Le Grand Hôtel du Mozambique squatte désespérément le changement après le vote

Une femme utilise une corde et un récipient en plastique pour puiser l'eau de la piscine olympique afin de laver les vêtements du Grande Hôtel à Beira, le 12 octobre 2024. (ZINYANGE TANTE/AFP)

Dans le vaste bidonville de l'ancien glorieux Grande Hotel de la ville mozambicaine de Beira, environ 4 000 personnes vivent dans l'espoir égal que les élections de ce mois apporteront un changement dans leur vie.

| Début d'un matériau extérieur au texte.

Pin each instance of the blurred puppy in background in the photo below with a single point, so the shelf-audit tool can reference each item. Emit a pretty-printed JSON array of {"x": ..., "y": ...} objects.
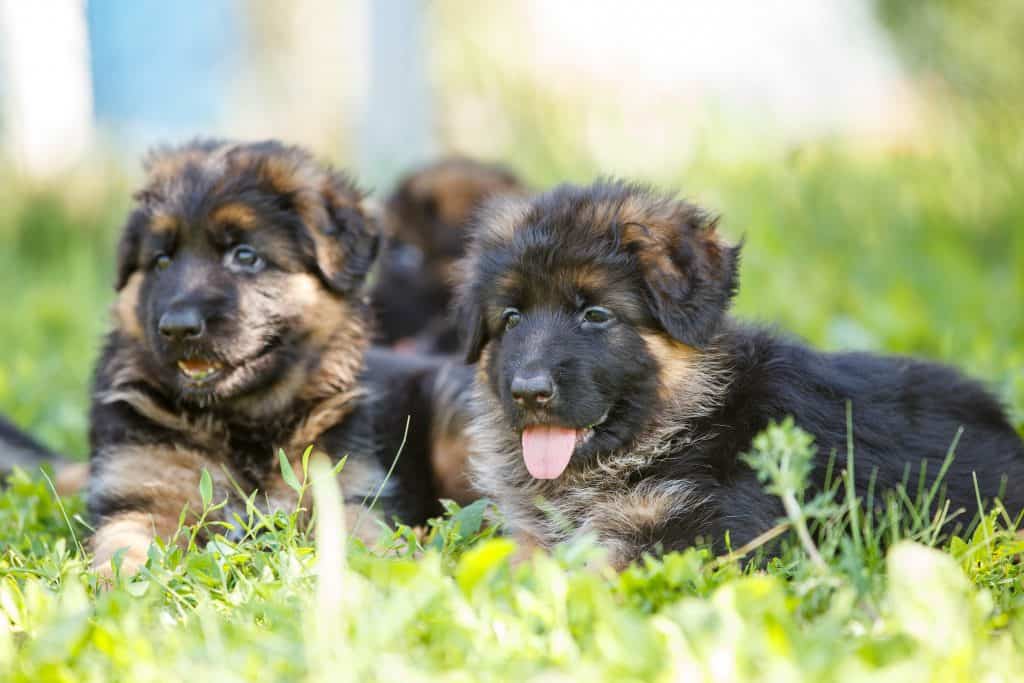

La plupart des affiches électorales éparpillées sur les murs noircis du bâtiment en bord de mer éventré appellent aux votes pour le parti socialiste Frelimo au pouvoir depuis longtemps lors des élections du 9 octobre.

Quelques-uns soutiennent le Mouvement démocratique du Mozambique (MDM), un parti d'opposition de centre-droit, qui contrôle la municipalité de Beira depuis 20 ans.

Les résultats attendus dans plus d'une semaine devraient permettre au Frelimo de rester aux commandes de ce pays pauvre d'Afrique australe, qu'il gouverne depuis la fin de la domination portugaise il y a un demi-siècle.

L'hôtel, avec une vue imprenable sur l'océan Indien, reflète le désespoir du Mozambique, où environ 75 pour cent des 33 millions d'habitants vivent dans la pauvreté et où les blessures de 16 ans de guerre civile sont encore vives.

Ses murs en ruine sont couverts de graffitis, ses meubles, fenêtres et accessoires ont disparu depuis longtemps, tandis que l'herbe pousse dans sa piscine olympique à quelques pas de la mer.

Les gens qui squattent ici aspirent désespérément à une vie meilleure.

« Nous vivons dans l'ombre de ce qu'était autrefois cet endroit », a déclaré Toris Anselmo, la trentaine, qui a vécu dans les ruines de l'hôtel pendant la majeure partie de sa vie.

« Cela fait des années que nous attendons du changement. « J'espère que cette élection apportera de meilleures opportunités pour nous tous. »

L'hôtel et son grand escalier ont été construits dans le style Art déco dans les années 1950, alors que le Mozambique était encore une colonie du Portugal.

Il fut abandonné par ses propriétaires en 1974 suite au départ des Portugais après 10 ans de guerre menée par le Frelimo.

Dans ses espaces surpeuplés, les tensions entre les résidents sont vives et les systèmes de sécurité improvisés reflètent la menace omniprésente du vol.

« Nous avons besoin de maisons »

Elaria Ribeiro Punte, 56 ans, qui y a donné naissance à ses trois enfants, a déclaré qu'elle avait du mal à vivre au quotidien dans les espaces exigus du bâtiment.

« C'est dur d'élever mes enfants dans ces conditions, mais nous survivons. « Nous avons besoin de logements convenables, pas seulement de promesses », a-t-elle déclaré.

Chaque recoin sert à quelque chose : les gens vivent dans les sous-sols, dans d'anciennes chambres froides ou dans d'anciennes cages d'ascenseur.

Les femmes nettoient le poisson ou se reposent dans les couloirs et puisent l'eau de la mare stagnante.

De fins rideaux divisent les pièces, transformant les espaces en cuisines et espaces de vie de fortune.

Fernando José, 37 ans, est né dans cet hôtel et y élève désormais sa propre famille. « J'ai une femme et un enfant, mais je n'ai pas grand-chose à montrer », a-t-il déclaré.

« Les emplois sont rares et il y a peu de soutien. « Nous espérons que ce vote entraînera un changement. »

La guerre civile qui a éclaté après l'indépendance a causé environ un million de morts et déplacé des millions d'autres, dont certains ont cherché refuge à Beira, l'une des plus grandes villes du Mozambique et à environ 700 kilomètres (435 miles) au nord-est de la capitale Maputo.

Le gouvernement marxiste du Frelimo a utilisé l'hôtel comme base militaire lorsqu'il a été entraîné dans la guerre civile par la Renamo anticommuniste, alors groupe rebelle.

Officiellement terminé depuis 2019, le conflit armé éclipse toujours le Mozambique tandis que les attaques jihadistes dans le nord ont anéanti les espoirs d'une aubaine issue de la découverte de vastes gisements de gaz en 2010.

Hasanido Arcancu, un adolescent passionné de football qui vit parmi les ruines du Grande Hôtel, a déclaré qu'il rêve d'une vie meilleure en tant que joueur professionnel.

« J'aime le football, mais nous n'avons nulle part où pratiquer. Peut-être qu'un jour, je jouerai pour une grande équipe et quitterai cet endroit derrière moi », a-t-il déclaré.